Perkuat Keamanan Digital, BCA Kantongi Sertifikasi ISO Privasi Data-AI

- Pemanfaatan artificial intelligence (AI) jaga kepercayaan nasabah
- ISO 27701:2019 untuk fokus sistem manajemen privasi informasi
- BCA terus memperkuat tata kelola perusahaan
Jakarta; IDN Times - PT Bank Central Asia Tbk (BCA) kian mempertegas komitmennya dalam penguatan keamanan digital dan tata kelola teknologi. Terbaru, BCA meraih dua sertifikasi berstandar internasional sekaligus, yakni ISO Privasi Data (ISO 27701) dan ISO Manajemen Kecerdasan Buatan (ISO 42001).
Acara ini dihadiri Direktur BCA Lianawaty Suwono dan Senior EVP Group Strategic Information Technology BCA David Formula.
1. Pemanfaatan artificial intelligence (AI) jaga kepercayaan nasabah

Lianawaty mengatakan, pencapaian ini mencerminkan komitmen berkelanjutan BCA dalam menjaga kepercayaan nasabah di tengah pesatnya perkembangan teknologi digital, termasuk pemanfaatan artificial intelligence atau akal imitasi (AI).
“Kepercayaan nasabah merupakan fondasi utama bagi keberhasilan BCA. Sertifikasi ISO privasi data dan kelola AI ini menjadi bukti komitmen kami dalam menjaga keamanan data nasabah serta memastikan pemanfaatan teknologi dilakukan secara bertanggung jawab,” ujarnya.
2. ISO 27701:2019 untuk fokus sistem manajemen privasi informasi.

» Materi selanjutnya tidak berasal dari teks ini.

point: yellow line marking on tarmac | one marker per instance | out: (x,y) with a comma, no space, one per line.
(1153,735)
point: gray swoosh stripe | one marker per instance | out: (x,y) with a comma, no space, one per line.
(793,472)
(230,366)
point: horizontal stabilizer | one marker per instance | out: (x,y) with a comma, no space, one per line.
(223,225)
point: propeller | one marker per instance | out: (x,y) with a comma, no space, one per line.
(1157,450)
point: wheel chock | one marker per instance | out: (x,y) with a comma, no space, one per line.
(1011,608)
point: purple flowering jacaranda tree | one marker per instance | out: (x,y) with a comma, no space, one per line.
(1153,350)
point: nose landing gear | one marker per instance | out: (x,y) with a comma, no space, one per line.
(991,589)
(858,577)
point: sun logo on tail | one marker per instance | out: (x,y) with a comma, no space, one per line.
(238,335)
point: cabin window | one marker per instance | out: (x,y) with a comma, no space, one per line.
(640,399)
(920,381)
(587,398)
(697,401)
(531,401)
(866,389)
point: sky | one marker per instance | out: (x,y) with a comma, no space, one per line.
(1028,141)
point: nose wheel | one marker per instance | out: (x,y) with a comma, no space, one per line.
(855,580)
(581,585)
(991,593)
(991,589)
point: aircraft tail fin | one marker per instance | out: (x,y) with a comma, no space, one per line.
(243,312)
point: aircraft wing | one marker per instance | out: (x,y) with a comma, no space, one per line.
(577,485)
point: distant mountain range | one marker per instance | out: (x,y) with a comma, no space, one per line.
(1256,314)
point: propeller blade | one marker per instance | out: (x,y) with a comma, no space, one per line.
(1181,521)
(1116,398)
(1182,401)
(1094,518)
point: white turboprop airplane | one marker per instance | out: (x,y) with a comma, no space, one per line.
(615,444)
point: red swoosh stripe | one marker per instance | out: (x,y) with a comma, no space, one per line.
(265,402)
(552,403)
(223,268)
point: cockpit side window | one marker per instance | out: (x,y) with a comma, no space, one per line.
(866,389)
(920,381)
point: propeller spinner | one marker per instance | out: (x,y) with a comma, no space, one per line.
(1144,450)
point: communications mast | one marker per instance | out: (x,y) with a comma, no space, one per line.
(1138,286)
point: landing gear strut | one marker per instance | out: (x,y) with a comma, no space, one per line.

Ia menjelaskan, ISO 27701:2019 merupakan standar internasional yang berfokus pada sistem manajemen privasi informasi. Standar ini menjadi acuan dalam pengelolaan data pribadi nasabah secara menyeluruh, mulai dari pengumpulan, penyimpanan, pemrosesan, hingga penghapusan data, sekaligus mendukung kepatuhan terhadap regulasi perlindungan data yang berlaku.
Sementara itu, ISO 42001:2023 merupakan standar internasional terbaru yang mengatur sistem manajemen AI.
"Standar ini dirancang untuk memastikan pengembangan dan pemanfaatan AI dilakukan secara etis, transparan, aman, dan akuntabel," ungkapnya.
3. BCA terus memperkuat tata kelola perusahaan

Dengan perolehan dua sertifikasi tersebut, Lianawaty menegaskan BCA terus memperkuat tata kelola perusahaan guna mendukung transformasi digital yang berkelanjutan. Menurutnya, transformasi digital tidak hanya bertujuan meningkatkan kenyamanan dan kemudahan layanan, tetapi juga memberikan rasa aman bagi nasabah.
“Kami percaya inovasi harus berjalan seiring dengan tata kelola yang kuat. Melalui penerapan standar ini, BCA berupaya menghadirkan layanan perbankan yang aman, andal, dan berorientasi pada perlindungan nasabah,” ucap Lianawaty.